I must be tough not only while rucking, exposing my body to cold, but also when I want to write something but do not have enough inspiration and feel sleepy.
That’s why I decided to write this text. I did it on the 9th of April, 2025, after taking 11k steps while rucking. My backpack weighed 30 kg (66 lbs.). Earlier, I was walking with 32 kg. Still, in one of my previous posts about rucking, I mentioned that I would be mixing the weights of my backpack. Why? Because sometimes I ruck straight after my office work and knowing that I will have additional equipment in my rucksack (e.g., laptop), I know I must be flexible regarding taking additional load on my back and shoulders. Was I tired after rucking and before writing this text?
Yes, I was. After all, I was working ten hours in the office. Still, when I decided to write something, I told myself that I had to be tough.
Well, here I am with my tired thoughts.
I wrote many times about writing groundbreaking and profound things. The truth is that the more I want to write something like this, the worse results I get. This text is not an exception. I wish many great ideas would appear in my mind, but this is not the issue in my case. I am an average human with an average mind who struggles to work in broadly defined finance and become one of the most prolific street photographers and bloggers. I am not a demigod. I do not know where my life road leads me. Luckily, I do not have to know such things.
The only thing I know is that I should try to become robust.

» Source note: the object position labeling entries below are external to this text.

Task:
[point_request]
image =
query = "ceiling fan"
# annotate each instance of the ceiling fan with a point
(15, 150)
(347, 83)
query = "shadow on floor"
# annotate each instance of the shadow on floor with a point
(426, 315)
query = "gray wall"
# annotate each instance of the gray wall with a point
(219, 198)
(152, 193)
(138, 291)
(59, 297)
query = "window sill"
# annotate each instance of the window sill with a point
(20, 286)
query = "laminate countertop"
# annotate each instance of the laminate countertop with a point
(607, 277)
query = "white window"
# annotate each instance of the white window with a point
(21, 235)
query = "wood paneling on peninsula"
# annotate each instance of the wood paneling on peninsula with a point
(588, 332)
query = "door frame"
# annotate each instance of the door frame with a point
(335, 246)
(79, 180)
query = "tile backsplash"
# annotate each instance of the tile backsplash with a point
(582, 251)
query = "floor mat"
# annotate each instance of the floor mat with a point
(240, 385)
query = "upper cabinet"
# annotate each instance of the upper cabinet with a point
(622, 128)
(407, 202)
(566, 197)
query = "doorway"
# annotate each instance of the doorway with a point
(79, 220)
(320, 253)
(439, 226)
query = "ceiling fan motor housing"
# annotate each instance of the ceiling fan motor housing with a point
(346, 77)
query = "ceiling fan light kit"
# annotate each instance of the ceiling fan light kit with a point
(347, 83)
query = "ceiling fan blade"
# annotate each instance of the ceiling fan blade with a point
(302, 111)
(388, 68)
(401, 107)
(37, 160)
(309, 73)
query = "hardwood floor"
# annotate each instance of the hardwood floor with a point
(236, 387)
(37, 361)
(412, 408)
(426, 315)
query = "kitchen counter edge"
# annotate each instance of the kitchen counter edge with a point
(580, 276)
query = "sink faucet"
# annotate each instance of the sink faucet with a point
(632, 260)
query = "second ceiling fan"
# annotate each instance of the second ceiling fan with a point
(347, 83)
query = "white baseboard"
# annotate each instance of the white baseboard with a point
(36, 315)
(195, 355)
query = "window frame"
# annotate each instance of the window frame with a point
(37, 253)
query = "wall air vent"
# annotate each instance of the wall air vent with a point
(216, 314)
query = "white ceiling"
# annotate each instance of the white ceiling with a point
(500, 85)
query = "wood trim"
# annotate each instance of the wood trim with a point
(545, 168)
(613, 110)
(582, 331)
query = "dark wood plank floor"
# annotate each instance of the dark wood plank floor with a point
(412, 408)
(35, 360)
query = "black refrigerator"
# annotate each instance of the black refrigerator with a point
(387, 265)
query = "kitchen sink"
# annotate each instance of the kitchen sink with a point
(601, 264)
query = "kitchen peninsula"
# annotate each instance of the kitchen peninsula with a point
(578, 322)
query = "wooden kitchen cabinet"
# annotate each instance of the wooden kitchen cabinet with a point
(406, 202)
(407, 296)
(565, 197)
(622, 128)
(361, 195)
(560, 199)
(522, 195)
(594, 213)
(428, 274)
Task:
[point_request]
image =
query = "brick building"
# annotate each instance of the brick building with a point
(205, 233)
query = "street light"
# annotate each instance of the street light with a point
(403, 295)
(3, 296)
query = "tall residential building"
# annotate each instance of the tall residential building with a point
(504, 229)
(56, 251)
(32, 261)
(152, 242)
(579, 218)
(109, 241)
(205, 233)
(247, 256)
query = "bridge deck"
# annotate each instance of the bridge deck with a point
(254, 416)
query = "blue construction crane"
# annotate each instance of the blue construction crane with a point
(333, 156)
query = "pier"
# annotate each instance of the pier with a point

Undoubtedly, it will help not only me but also my beloved family, with Kamilka at the forefront, and the whole society (including future generations). I’ve got the power not only to ruck but also to create something out of nothing. And I believe, in sharing my struggles, I can show you the power of resilience and inspire you to keep going and growing in your own journey, knowing that you, too, have the strength to overcome any challenge.